Confrontées à un conflit armé avec les séparatistes prorusses dans l'Est, les autorités pro-occidentales de Kiev semblaient sombrer vendredi dans la crise politique après la démission-surprise du premier ministre, Arseni Iatseniouk.

Ce départ, qui doit être entériné par le Parlement pour devenir effectif, a révélé une scission au sein de l'équipe au pouvoir en Ukraine, pays qui traverse la période la plus dramatique de son Histoire depuis l'indépendance en 1991.

La démission de M. Iatseniouk est intervenue dans le sillage de la dissolution au Parlement de la coalition gouvernementale, ouvrant la voie à des législatives anticipées voulues par le président Petro Porochenko qui l'a saluée. De son côté, M. Iatseniouk l'a qualifié de «crime» qui aura des conséquences «dramatiques» en Ukraine.

M. Porochenko a demandé au Parlement de ne pas approuver la démission de M. Iatseniouk et de son gouvernement et a réclamé l'organisation vendredi d'un vote de confiance.

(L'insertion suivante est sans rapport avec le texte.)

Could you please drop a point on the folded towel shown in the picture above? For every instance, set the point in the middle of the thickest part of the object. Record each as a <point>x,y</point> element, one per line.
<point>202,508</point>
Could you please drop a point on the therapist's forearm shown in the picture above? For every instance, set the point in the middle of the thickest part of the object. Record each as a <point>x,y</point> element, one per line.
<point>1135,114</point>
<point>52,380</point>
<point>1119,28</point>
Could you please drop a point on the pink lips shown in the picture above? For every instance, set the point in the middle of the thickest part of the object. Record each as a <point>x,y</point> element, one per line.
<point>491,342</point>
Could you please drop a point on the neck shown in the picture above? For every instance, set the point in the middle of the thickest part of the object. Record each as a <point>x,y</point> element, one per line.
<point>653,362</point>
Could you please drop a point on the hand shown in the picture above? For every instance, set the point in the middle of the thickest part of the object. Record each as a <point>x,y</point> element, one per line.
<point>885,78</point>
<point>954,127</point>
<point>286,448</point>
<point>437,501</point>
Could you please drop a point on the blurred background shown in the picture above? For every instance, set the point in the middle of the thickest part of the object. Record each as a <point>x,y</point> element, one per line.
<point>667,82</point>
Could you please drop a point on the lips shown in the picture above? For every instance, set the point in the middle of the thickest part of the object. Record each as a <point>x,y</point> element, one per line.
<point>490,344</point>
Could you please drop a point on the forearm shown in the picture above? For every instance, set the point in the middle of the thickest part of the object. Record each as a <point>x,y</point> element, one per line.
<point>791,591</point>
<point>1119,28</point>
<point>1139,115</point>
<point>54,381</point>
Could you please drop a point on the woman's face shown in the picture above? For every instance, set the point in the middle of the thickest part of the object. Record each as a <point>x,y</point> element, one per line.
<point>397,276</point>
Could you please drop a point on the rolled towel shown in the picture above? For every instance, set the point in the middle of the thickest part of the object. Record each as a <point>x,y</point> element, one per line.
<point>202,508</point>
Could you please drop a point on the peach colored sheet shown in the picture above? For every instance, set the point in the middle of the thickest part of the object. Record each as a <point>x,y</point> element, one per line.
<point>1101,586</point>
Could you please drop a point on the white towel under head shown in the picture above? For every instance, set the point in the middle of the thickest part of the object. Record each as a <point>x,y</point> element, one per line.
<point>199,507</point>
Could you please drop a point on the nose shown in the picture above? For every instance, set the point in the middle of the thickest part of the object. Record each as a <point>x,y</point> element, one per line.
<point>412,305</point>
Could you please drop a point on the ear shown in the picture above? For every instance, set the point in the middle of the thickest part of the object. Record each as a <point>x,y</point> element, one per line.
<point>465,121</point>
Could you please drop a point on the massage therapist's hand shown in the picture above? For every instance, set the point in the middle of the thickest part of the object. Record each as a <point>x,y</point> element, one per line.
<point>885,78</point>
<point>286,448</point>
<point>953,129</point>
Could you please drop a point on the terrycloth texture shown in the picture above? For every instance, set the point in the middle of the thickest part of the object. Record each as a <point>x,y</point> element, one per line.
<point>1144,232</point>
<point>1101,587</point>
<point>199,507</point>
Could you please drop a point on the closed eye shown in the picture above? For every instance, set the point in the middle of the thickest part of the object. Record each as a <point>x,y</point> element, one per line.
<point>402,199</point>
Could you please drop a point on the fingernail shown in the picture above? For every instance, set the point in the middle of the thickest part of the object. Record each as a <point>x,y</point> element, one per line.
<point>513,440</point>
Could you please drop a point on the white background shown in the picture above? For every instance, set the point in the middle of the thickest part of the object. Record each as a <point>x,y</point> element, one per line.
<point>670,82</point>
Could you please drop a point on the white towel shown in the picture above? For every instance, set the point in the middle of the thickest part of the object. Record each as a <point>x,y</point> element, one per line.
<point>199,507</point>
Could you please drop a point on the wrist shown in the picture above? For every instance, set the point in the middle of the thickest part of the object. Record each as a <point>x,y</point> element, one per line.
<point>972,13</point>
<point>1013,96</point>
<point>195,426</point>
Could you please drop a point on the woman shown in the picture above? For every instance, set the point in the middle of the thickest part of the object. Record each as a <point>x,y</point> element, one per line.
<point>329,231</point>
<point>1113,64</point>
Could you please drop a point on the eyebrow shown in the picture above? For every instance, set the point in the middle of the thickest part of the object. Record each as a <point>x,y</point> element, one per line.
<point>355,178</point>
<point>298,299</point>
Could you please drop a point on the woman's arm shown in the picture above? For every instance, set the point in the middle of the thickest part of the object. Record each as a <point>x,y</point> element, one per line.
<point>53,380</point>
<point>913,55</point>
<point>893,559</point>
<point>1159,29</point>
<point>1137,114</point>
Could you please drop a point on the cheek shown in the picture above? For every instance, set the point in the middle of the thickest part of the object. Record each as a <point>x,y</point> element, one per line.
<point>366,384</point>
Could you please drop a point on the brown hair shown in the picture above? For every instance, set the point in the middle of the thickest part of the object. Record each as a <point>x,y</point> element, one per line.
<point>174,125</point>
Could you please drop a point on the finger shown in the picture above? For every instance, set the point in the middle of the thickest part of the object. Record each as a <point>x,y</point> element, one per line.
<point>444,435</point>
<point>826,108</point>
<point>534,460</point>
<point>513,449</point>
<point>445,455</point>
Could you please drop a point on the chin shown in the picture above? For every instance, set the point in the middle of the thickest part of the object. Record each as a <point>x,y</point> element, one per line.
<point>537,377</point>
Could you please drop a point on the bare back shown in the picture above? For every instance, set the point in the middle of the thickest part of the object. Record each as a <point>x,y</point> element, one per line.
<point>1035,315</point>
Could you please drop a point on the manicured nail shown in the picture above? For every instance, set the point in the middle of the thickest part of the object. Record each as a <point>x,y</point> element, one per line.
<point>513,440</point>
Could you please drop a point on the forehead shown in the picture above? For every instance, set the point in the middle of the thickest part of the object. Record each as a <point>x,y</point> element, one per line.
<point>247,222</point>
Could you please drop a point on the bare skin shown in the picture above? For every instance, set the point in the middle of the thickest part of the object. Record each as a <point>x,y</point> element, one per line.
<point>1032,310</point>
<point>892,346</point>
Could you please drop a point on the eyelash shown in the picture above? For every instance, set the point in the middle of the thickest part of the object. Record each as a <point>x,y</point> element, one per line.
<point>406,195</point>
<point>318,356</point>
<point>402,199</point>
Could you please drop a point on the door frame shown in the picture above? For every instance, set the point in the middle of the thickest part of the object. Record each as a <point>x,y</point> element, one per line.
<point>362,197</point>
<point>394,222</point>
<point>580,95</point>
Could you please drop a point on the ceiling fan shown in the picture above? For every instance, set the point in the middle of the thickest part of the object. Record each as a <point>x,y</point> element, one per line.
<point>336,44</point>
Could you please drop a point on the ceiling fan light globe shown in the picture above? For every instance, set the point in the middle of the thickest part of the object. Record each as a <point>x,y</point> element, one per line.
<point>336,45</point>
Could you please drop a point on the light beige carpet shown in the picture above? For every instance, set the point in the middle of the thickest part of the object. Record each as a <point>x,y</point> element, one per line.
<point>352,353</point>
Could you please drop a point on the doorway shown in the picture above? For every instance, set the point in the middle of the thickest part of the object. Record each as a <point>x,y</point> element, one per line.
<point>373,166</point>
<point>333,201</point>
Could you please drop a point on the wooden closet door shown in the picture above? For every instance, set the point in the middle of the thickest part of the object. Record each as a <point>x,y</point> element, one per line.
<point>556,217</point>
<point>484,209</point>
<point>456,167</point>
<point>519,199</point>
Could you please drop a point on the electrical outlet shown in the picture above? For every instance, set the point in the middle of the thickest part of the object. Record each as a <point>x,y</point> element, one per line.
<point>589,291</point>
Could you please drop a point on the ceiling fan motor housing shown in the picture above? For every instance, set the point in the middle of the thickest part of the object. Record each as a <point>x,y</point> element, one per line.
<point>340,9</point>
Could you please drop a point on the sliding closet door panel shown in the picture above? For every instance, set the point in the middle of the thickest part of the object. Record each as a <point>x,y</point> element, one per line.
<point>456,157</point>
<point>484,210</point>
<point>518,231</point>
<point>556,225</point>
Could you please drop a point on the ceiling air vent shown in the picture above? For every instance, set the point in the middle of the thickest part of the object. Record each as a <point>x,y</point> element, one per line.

Mais la rada (parlement) a clos ses travaux sans qu'aucun vote ait eu lieu, le président du Parlement ayant promis de convoquer une séance extraordinaire «la semaine prochaine».

«J'espère que les émotions vont s'apaiser et que le sens des responsabilités l'emportera et que tout le gouvernement continuera de travailler», a souligné M. Porochenko.

«Deuxième front»

Que la démission soit entérinée ou pas, cette situation altère l'image des autorités ukrainiennes qui doivent gérer, outre la guerre, une situation économique désastreuse et les suites de l'écrasement de l'avion malaisien abattu par un missile en zone rebelle.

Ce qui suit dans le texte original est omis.